Meet the researchers: Jon Helge Sætre

Jon Helge Sætre is Associate Professor in music education at the Norwegian Academy of Music (NMH). He is also the director of CEMPE, the NMH Centre for Excellence in Music Performance Education. Jon Helge worked as a teacher educator for many years at Oslo Metropolitan University, and he has a background as a performing musician with a particular focus on contemporary classical music. Music in compulsory schooling, music teachers and music teacher education have always been core interests for Jon Helge, both as a teacher educator, researcher and even as a performing musician.

Photo by Milad Gholami

How did you get involved with the FUTURED project?
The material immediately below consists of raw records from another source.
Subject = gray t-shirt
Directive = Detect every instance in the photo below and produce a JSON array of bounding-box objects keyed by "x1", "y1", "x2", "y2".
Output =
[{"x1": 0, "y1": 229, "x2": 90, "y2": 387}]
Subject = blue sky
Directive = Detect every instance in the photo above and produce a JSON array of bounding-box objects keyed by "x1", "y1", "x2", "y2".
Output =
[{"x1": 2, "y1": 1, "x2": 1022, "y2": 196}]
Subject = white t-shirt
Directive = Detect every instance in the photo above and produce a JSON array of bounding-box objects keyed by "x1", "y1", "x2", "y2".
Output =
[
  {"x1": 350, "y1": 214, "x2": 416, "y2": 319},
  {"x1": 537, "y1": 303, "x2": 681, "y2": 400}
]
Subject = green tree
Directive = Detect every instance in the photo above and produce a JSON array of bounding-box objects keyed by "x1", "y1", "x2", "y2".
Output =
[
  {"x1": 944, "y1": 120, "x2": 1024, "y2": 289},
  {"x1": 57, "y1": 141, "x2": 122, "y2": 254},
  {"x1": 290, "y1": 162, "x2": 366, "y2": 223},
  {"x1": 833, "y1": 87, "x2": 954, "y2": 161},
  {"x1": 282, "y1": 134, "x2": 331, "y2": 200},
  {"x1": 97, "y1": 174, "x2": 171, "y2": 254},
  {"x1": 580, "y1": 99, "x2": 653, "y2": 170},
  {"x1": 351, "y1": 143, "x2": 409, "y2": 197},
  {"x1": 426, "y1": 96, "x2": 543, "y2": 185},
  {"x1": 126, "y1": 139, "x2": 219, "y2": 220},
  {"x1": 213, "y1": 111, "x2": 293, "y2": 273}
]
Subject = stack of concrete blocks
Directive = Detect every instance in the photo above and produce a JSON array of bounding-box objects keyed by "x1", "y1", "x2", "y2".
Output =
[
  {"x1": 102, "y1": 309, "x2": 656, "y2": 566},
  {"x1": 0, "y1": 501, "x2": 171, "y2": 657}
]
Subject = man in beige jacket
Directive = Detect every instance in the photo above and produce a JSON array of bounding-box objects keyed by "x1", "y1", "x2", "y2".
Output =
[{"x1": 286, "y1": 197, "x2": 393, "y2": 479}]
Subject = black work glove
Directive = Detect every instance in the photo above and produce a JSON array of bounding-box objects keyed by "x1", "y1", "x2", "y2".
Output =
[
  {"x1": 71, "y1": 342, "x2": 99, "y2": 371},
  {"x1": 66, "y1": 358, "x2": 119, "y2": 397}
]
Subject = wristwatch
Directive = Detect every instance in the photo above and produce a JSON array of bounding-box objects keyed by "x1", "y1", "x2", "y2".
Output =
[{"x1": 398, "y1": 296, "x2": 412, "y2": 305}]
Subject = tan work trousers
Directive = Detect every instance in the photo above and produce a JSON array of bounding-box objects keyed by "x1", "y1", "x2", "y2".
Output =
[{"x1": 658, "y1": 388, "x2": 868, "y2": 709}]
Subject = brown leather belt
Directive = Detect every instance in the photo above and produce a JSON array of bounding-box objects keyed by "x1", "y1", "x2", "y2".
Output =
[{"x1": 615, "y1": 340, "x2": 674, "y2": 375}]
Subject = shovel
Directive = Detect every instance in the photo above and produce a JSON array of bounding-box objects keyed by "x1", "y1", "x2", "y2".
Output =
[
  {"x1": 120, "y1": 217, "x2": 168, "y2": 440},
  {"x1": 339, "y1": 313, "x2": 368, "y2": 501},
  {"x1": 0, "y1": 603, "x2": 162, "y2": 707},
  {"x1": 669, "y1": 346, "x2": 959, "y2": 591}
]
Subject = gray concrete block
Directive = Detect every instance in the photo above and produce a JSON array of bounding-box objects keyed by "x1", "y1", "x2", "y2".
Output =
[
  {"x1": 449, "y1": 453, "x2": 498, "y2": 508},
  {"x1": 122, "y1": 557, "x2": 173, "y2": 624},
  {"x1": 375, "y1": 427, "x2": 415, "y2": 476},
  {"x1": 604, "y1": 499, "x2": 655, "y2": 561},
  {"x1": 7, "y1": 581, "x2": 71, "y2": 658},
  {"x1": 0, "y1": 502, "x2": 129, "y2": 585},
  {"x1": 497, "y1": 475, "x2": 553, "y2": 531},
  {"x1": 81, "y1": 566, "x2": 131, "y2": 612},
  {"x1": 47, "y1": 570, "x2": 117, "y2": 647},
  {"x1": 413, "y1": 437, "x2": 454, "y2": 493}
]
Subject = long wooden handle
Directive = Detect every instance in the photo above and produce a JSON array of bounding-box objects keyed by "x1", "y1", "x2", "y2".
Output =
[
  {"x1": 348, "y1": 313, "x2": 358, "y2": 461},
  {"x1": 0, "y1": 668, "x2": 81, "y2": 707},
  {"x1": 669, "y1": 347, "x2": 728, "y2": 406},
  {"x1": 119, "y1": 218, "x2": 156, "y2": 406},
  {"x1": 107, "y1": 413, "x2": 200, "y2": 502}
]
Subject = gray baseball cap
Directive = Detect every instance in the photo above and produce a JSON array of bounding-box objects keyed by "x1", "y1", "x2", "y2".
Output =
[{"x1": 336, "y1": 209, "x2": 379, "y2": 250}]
I think my involvement in the FUTURED project has much to do with the doctoral thesis that I completed in 2014. It was one of the first research projects investigating the music subject in generalist teacher education and the teacher educators in it. In the concluding part of the thesis, I argue that there is an urgent need to rethink music as part of generalist teacher education, and in my opinion, this is exactly what FUTURED is aiming at. I was only able to investigate the perspectives of the teacher educators and the content of the courses. FUTURED takes it several steps further, for example by examining student teacher perspectives, testing new approaches through action research, and not the least by including a range of prominent Norwegian and international researchers into the project team. I am very glad to be a part of the team, and so happy that the FUTURED project leader Catharina Christophersen asked me to join.

How would you describe what you are doing in the FUTURED project?

In the first phase of the project, I have had the pleasure of working with Eyolf Nysæther (PhD-student in WP1) on a very interesting survey that aims to uncover who the student music teachers in Norwegian teacher education are. The survey contains questions about their cultural and musical background, their motivation for applying teacher education, and their thoughts about the music programme and future music teaching in schools. Brought together, the study will tell us a lot about the students as a group, and it is particularly interesting since the respondents are many and come from all around Norway.

What do you find fascinating about the work in your study?

One thing that I find particularly interesting is the mixed methods set-up of this part of FUTURED. The survey will provide an overall understanding of the student teacher population at large, point at tendencies, and help inform the design of and research questions in subsequent qualitative studies. Mixed methods research is a fruitful approach, but also time-consuming and scholarly demanding. But I really support the methodological choice, since it adds to the knowledge production by enabling a series of sub-studies that build on each other and combines different types of data. And I can tell you that there will come some very important and perhaps even surprising findings from the first survey study. So pay attention to the coming publications from Eyolf and the rest of the team.

What motivates you the most with the FUTURED project?

What really motivates me is to look for ways to combine high professional expectations in teacher education and a more inclusive conceptualisation of music teacher competence. Children in schools deserve the best possible music teachers, but we need to develop more nuanced, dynamic or multifaceted ideas of what that means. Because generalist teacher education provides the majority of teachers teaching music in schools, and we need them to become as good as they possibly can in ways that are meaningful and feasible to them within the study hours at hand. Solving this problem is quite a challenge and at the same time very motivating.